November 26, 2006

The Mansion







When Rochambeaux and I went to Brasil we ended up staying with a scultor named Wanderlay Fiueiredo. He had a modest home with an influx of tourists, which we were, that he gave cama e cafe (bed and breakfast). Across from his home was a huge and decrepit house. All the houses in the Santa Teresa neighborhood were like that, except this house had twenty-something shouting kids on the stoop at all times of the day and night. After hearing gunfire from the nearby Favela throughout, what seemed like an entire night, Wanderlay told us not to go out at night with our cameras because neighbor-
hood kids would mug us. Somehow everyone we met had a mugging story and it seemed like our turn was right around the corner. Or maybe across the street.
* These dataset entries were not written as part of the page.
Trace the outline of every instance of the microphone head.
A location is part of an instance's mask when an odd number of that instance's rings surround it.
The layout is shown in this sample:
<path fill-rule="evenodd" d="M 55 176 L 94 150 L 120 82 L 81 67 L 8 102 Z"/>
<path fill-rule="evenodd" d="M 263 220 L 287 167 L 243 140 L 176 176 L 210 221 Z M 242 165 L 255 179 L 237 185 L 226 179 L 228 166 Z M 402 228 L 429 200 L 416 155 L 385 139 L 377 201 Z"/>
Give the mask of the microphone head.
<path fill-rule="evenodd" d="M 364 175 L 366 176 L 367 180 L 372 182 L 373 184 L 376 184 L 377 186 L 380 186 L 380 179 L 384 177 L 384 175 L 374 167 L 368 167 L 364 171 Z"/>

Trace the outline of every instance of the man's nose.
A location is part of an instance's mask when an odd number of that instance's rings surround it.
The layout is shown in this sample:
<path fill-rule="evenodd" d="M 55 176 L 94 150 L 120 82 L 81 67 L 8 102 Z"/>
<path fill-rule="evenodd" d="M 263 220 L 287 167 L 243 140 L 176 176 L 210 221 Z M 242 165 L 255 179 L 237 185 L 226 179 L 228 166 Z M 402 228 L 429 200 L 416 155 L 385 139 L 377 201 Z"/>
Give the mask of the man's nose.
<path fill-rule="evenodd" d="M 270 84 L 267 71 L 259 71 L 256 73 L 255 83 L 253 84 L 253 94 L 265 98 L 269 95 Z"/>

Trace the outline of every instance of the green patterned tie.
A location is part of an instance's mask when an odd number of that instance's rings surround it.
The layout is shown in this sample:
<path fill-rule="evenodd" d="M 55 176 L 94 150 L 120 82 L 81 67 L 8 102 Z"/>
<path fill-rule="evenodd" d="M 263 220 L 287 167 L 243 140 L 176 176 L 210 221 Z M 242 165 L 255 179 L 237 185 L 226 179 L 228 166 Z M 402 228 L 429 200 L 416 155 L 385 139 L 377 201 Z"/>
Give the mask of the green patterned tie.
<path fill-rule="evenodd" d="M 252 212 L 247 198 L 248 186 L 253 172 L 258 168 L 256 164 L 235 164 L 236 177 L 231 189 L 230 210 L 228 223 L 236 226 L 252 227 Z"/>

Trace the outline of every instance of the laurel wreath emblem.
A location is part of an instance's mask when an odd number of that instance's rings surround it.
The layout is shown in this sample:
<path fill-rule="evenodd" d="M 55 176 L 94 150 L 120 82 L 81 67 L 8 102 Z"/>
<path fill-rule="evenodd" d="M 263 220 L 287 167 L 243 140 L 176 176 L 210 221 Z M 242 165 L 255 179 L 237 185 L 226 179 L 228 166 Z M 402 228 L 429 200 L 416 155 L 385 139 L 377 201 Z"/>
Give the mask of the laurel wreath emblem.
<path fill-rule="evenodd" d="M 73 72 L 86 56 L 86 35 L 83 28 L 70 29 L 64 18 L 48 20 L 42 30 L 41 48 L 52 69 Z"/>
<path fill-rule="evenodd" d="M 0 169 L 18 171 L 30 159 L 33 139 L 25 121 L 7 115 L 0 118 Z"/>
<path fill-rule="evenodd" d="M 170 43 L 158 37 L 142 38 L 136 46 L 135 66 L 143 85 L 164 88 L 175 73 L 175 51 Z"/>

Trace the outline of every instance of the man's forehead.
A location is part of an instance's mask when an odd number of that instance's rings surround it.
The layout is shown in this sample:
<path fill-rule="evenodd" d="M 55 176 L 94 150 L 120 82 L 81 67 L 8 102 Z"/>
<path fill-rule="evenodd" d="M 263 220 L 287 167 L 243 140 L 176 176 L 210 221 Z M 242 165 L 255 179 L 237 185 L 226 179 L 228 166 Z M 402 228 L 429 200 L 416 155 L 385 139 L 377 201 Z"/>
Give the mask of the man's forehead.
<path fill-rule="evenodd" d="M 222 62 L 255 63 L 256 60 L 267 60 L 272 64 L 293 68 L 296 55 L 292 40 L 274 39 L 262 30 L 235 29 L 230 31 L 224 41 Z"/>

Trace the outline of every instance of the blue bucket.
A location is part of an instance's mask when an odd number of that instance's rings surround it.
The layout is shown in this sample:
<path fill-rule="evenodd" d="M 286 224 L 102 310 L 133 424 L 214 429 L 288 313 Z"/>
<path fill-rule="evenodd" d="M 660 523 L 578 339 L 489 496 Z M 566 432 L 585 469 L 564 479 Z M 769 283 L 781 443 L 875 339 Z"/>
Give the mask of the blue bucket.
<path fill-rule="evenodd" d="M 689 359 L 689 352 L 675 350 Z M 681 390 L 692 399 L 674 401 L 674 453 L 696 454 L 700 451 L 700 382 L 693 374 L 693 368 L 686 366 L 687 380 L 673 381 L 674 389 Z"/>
Throughout the week as I painted Wanderlay's wall I befriended a few of the mansions inhabitants. The frist group were just some young rufians who seemed to never have school, work, or a family to go home to for dinner. After a few more days I was invited inside-which I accepted hesitantly. I quickly learned that this house was an apartment complex where the owner had died. Without a landlord, the tenants invited the rest of their families over to live and slowly turned the place into a commune of sorts. Except for some reason it was almost entirely over-run with kids. 49 kids to 3 adults. I learned about this when one of the kids told me I could paint there house. The graff side of me accepted on the spot, bu the strangely-new mature side of me decided I better run it by the owner or parents first. This is when I learned that the only parents were a woman who sold black shrimp out her window, a drunk older uncle who seemed to only have teenage friends, and a woman who sat in her window smoking all day.

Within the next few days I made friends with the kids. Showed them how to take photos with my Rollei. Drank beer with them. And even provided a design which quickly reintroduced itself as a tattoo the next day. The Foster and Imaginary Friend Mansion became my asylum during the last week of my Brasil trip.

Now I daydream of going back to stay at the Mansion and work with the kids. I can't say why but I felt complete those days amid the chaos of crying babies and weighted clothelines.